Sept. 10 (Bloomberg) -- Serbia’s central bank will probably cut its main interest rate after two months of keeping borrowing costs unchanged after consumer-price growth slowed and the dinar weakened to its lowest level in 11 months.
The Narodna Banka Srbije, based in the capital, Belgrade, will lower the one-week repurchase rate to 10.75 percent from 11 percent, according to 11 of 24 economists in a Bloomberg survey. Two predict a half-point cut, while 11 see no change. The bank will announce the decision today at about 12 p.m.
Serbia “will probably start cutting as the policy rate is high,” said Eldar Vakhitov, an emerging-markets economist at Barclays Plc in London. “A call for consecutive cuts may look a little aggressive” and is “conditional on no significant external shocks.”

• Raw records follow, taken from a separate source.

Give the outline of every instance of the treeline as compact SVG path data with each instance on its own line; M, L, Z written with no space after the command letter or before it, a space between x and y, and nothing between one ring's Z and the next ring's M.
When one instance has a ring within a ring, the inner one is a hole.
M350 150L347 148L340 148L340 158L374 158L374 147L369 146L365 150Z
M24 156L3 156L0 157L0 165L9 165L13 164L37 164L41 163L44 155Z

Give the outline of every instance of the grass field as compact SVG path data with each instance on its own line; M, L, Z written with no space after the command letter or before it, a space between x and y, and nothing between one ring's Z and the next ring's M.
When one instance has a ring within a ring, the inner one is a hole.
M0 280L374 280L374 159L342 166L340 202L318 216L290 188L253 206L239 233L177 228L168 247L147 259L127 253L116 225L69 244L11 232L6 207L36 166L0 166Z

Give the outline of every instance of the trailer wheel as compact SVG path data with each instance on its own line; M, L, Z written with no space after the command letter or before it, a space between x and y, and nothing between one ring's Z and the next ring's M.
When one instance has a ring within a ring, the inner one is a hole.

The Balkan nation last month avoided a snap election, the prospect of which sent its borrowing costs to the highest in a month. Prime Minister Ivica Dacic, who heads the Socialist Party, and Deputy Premier Aleksandar Vucic, the Progressive Party leader, agreed on a government shuffle and an economic overhaul to avert the early balloting.

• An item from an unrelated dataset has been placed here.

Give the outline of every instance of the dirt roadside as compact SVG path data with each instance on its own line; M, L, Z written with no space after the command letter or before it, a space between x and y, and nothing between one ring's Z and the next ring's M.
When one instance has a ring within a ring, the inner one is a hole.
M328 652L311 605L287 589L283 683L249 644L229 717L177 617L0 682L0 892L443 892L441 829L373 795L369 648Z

The dinar, which has depreciated 2.3 percent this year, declined to 115.051 per euro at 17:01 p.m. yesterday in Belgrade, the lowest since October 2012, data compiled by Bloomberg showed. The yield on 10-year government debt denominated in dollars hovered near a one-month high after reaching a record 7.467 percent on June 24.
Consumer prices advanced 8.6 percent from a year earlier in July, the least since October 2012 and more slowly than June’s 9.8 percent increase. Policy makers are targeting a rate of 4 percent, plus or minus 1.5 percentage points this year. Gross domestic product will rise 1.5 percent to 2.5 percent this year, Moody’s Investors Service said Aug. 26.

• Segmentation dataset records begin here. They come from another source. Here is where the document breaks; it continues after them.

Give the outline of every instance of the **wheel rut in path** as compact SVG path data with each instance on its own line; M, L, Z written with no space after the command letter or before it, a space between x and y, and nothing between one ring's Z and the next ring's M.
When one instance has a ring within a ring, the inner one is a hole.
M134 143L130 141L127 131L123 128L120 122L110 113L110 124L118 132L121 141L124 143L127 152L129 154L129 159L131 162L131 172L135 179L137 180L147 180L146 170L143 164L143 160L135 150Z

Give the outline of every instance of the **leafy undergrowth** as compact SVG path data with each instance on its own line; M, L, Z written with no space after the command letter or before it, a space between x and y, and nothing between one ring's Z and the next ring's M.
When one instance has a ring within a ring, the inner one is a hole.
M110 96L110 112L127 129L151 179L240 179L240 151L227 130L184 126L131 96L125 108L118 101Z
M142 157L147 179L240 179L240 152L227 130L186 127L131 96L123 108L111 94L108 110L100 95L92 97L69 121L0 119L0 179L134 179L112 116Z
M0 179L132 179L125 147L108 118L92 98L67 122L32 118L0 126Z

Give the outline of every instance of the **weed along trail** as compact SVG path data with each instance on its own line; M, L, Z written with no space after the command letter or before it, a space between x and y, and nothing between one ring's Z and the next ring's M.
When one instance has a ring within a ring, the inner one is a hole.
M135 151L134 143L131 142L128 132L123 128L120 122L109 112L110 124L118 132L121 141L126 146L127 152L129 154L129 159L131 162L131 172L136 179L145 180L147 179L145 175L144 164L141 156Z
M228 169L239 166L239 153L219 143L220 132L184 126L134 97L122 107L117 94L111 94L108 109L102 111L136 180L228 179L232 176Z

In the Sept. 2 reorganization of the government, Lazar Krstic was appointed Finance Minister and pledged to cut spending and reduce the state’s role in the economy to attract foreign investment as Serbia strives to move closer to European Union membership.
The government also needs to curb the budget gap, which may reach 5.1 percent of GDP this year, above an already revised target of 4.7 percent, Fiscal Council Chairman Pavle Petrovic told state-run broadcaster RTS late yesterday. Krstic sees the gap at 6.5 percent of GDP.